“ Quand la nonne a terminé sa supplique, on la conduit vers un pilier, qui est au milieu de l’oratoire ; on lui attache les mains à un crochet fixé au pilier, un peu haut, de façon à lui faire tenir le corps allongé, les pieds reposant à terre, attachés très écartés à des chevilles fichées dans le parquet, exhibant ainsi ses magnifiques fesses, énormes, du plus blanc satin, pleines et rondes, veloutées comme la peau d’une pêche mûre ; la peau est tellement tendre, qu’on la ferait éclater d’un coup d’ongle. ”
E.D.
Résumé
"Jupes troussées", œuvre de l'auteur E.D., explore des thèmes sensuels et explicites à travers des descriptions corporelles et des scènes de nature dévoilée.
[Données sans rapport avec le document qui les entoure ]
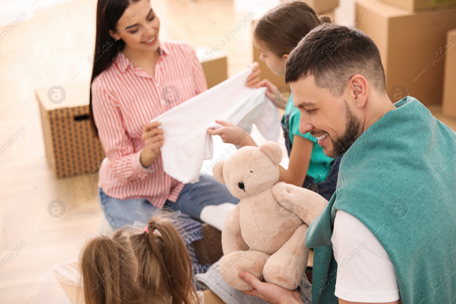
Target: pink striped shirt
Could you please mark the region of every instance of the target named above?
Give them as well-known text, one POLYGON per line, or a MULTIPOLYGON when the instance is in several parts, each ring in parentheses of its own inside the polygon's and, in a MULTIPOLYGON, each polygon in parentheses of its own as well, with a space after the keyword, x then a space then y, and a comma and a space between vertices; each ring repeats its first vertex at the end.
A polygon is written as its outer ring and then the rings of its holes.
POLYGON ((192 46, 164 41, 160 46, 155 78, 134 67, 120 52, 92 83, 93 118, 107 155, 98 173, 98 186, 112 197, 145 198, 157 207, 167 199, 175 202, 184 185, 165 173, 161 156, 148 168, 141 164, 140 156, 145 146, 141 139, 142 128, 163 112, 207 89, 192 46))

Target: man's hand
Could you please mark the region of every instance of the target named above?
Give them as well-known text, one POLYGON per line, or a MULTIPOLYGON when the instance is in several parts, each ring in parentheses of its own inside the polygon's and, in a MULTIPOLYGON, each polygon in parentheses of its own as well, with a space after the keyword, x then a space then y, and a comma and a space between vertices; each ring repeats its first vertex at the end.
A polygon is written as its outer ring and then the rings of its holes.
POLYGON ((239 277, 254 288, 251 290, 242 292, 246 294, 259 298, 270 304, 302 304, 297 290, 289 290, 275 284, 261 282, 245 271, 239 273, 239 277))

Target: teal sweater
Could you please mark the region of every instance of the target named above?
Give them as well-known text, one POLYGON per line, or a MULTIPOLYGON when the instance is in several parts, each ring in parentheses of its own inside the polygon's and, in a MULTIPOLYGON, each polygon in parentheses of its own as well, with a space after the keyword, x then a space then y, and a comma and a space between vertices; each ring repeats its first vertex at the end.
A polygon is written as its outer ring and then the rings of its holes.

L'ouvrage, centré sur des personnages comme Juliette, Loverod et Hélène, utilise un langage chargé de métaphores érotiques, mettant en avant des éléments tels que les fesses, les cuisses et les lanières.
Les citations révèlent une prose intense, mêlant des scènes de contrainte corporelle et des réflexions sur la vulnérabilité humaine. Publié dans un contexte littéraire marqué par l'exploration des désirs, ce texte s'inscrit dans une tradition de récits audacieux, proche de "Les Callipyges" ou "La Comtesse de Lesbos".
Citations de Jupes troussées (E.D.)
“ Clic, clac, les verges retombent sur les gros hémisphères, changeant en coquelicots les roses incarnadines que la fessée y a semées ; et bien qu’elles ne soient pas très sévèrement appliquées, la fustigée paraît en ressentir vivement les atteintes, car la croupe bondit, les globes s’écartent, se referment, gigotent convulsivement, découvrant les petites lèvres vermeilles, qui bâillent entre les cuisses. Mon doigt court toujours actif et léger sur le bouton, Juliette reste toujours immobile enchevillée sur ma quille. ”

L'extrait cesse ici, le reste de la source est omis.